1960 c’est l’année à laquelle notre pays le Sénégal a accédé à l’indépendance. C’est l’année du réveil de toutes les consciences pour savourer les délices que procure la libération du peuple du joug colonial qui a duré près de trois siècles. C’est l’année de notre marche vers le Festival Mondial des Arts Nègres en 1966, voulu et organisé par le président poète Léopold Sédar Senghor, premier président du Sénégal. Partout, c’est l’effervescence surtout sur le plan culturel qui voit la naissance d’une foultitude d’artistes toutes disciplines confondues. C’est ce moment là, qu’une étoile nommée Mada Thiam sort de la banlieue dakaroise pour voler la vedette à tous les artistes chanteurs traditionnels de sa génération. Elle composa un tube appelé « Laye Niakh », qui supplanta toutes les compositions populaires de l’époque. Laye niakh, c’est le nom d’un chauffeur de taxi qui avait ravi le cœur de la nouvelle vedette de la chanson Sénégalaise. Radio Sénégal, la seule à l’époque, nous serinait à longueur de journée, cette chanson qui se répétait jusque dans les hameaux les plus reculés. C’était une chanson d’amour qui faisait de ce chauffeur de taxi une célébrité dans tout le pays.
« Laye niakh, je t’ai choisi parmi tous les hommes de ce pays car pour moi, tu es un Dieu. Je me sens seule la nuit si tu n’es pas auprès de moi. Alors le doute et la solitude envahissent mon cœur et je sombre dans la misère.

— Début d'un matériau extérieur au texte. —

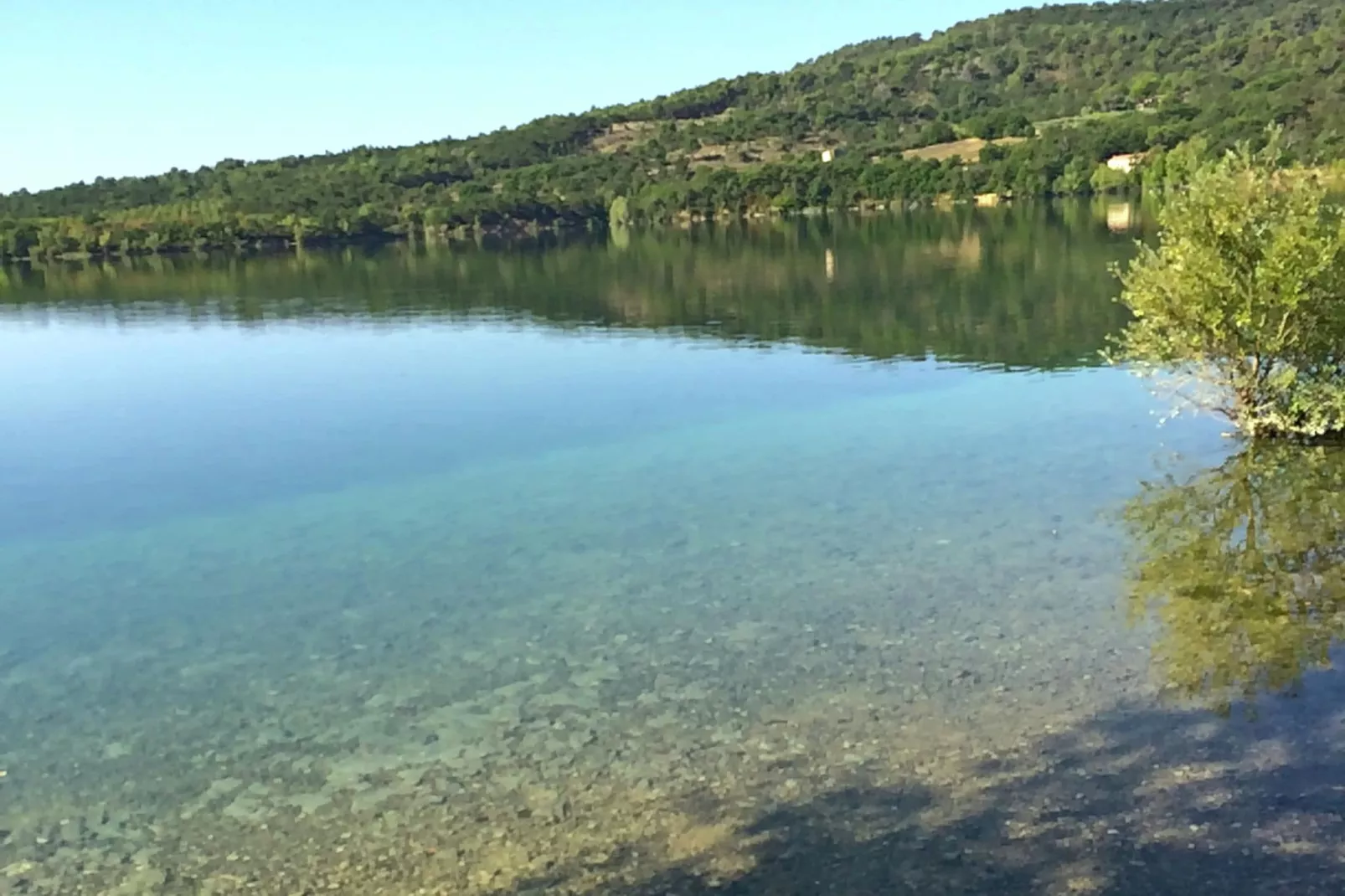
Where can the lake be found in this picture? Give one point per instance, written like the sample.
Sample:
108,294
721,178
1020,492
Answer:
805,557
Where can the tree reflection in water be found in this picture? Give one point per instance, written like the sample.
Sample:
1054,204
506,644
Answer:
1243,568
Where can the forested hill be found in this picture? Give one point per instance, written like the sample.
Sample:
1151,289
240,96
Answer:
1027,102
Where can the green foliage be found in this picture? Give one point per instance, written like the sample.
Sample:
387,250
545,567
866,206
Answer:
1082,82
1245,297
971,286
1243,567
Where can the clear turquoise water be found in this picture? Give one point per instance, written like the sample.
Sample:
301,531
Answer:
477,603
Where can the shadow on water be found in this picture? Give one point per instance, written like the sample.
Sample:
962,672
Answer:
1147,802
1242,567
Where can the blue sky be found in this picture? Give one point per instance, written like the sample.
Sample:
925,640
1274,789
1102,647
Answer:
147,85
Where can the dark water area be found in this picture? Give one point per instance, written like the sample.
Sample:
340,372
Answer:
807,557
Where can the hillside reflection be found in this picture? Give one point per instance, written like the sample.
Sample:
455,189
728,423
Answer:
1013,287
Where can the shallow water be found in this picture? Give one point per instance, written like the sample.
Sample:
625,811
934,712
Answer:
697,563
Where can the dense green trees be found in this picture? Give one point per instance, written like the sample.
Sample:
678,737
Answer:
1080,81
1243,301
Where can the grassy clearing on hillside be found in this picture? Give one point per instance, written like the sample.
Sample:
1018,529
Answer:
969,148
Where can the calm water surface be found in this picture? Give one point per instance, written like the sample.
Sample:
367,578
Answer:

Mais pendant la nuit si je te sens près de moi, mon cœur reverdit comme les fleurs d’un printemps précoce ». Telles étaient les paroles de cette chanson composée par Mada Thiam qui avait, à l’époque l’une des plus belles voix sinon la plus belle. Elle était maîtresse de sa voix douce et violente comme la vie, qui produisait des ondes d’une pureté incomparable.
C’est sur ce fait, que le célèbre saxophoniste Bira Guèye, l’intégra dans son orchestre où elle fit feu et flamme. Par ses chansons toutes belles, toutes scintillantes comme un tesson d’étoile, Mada Thiam avait enflammé beaucoup de cœurs à travers des compositions dignes de la grande virtuose qu’elle était. Elle n’a pas vécu longtemps, terrassée par une maladie qui l’arracha à notre affection. Elle n’eut pas hélas les funérailles qu’elle méritait, tout comme « son Dieu » qui, quelques temps après, est allé la rejoindre pour continuer leur amour loin des regards indiscrets.
Mada Thiam, quoique que brève fut sa carrière musicale, s’imposa dans nos mémoires avec des souvenirs agréables à raconter. Son morceau dédié au festival 66 fut tellement réussi que Radio Sénégal en fit l’indicatif du journal en wolof que présentait feu Elhadj Ousseynou Seck. C’est avec un immense plaisir que nous nous souvenons de cette grande diva qui a bercé les cœurs de tous les sénégalais.